Una sorpresa dei selvaggi.

Il tamanduà continuava a salire la riva senza affrettarsi e siccome in quel luogo il margine della foresta scendeva rapidissimo, l’animale si aiutava poderosamente colle zampe posteriori che sono assai più robuste delle anteriori e per di più armate di artigli lunghissimi e duri come l’acciaio.

Seguirlo era cosa facilissima, poichè i tamanduà sono piuttosto lenti nelle loro mosse e non conoscono affatto la corsa nè il passo rapido.

Il marinaio di Solis dopo aver osservata e rilevata la direzione che prendeva l’animale, condusse i suoi compagni attraverso un macchione e ne raggiunse il margine nel momento in cui il tamanduà stava per inoltrarsi nella grande foresta.
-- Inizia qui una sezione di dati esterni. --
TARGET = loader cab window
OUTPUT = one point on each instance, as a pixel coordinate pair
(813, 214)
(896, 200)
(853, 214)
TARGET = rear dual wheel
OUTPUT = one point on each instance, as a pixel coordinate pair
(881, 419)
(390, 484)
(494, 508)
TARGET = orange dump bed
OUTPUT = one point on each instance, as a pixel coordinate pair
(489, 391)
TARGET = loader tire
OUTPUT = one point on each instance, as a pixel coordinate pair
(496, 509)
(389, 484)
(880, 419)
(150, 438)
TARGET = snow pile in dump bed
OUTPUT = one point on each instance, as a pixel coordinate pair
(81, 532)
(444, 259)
— Ditemi, Diaz, — disse Alvaro fermandolo. — Sono pericolosi quegli animali? Quello che ci sta dinanzi se non ha bocca possiede certe unghie da sventrare facilmente anche un uomo.

— Assaliti si difendono coraggiosamente e non è raro il caso [p. 154 modifica]che riescano a porre fuori di combattimento anche i giaguari che sono i loro più mortali nemici e anche i coguari, o che almeno li costringano a rinunciare all’assalto.
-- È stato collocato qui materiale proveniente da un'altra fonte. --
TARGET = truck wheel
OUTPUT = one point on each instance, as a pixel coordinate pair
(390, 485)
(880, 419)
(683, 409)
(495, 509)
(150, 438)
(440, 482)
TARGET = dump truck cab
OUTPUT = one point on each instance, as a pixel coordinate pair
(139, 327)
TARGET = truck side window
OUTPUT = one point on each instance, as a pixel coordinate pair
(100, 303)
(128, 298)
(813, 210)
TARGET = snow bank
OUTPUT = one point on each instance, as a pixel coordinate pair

Contro un uomo, anche se armato di una semplice mazza, nulla possono. Potete gettarvi in ispalla l’archibugio. Non vi sarà necessario.

— E dove va ora quella bestia?

— In cerca d’un formicaio. Oh! Non andrà molto lontano! Le termiti abbondano nelle foreste brasiliane.

— Ah! Guardate! Il tamanduà rallenta la marcia e fiuta l’aria. Sente la vicinanza del pranzo.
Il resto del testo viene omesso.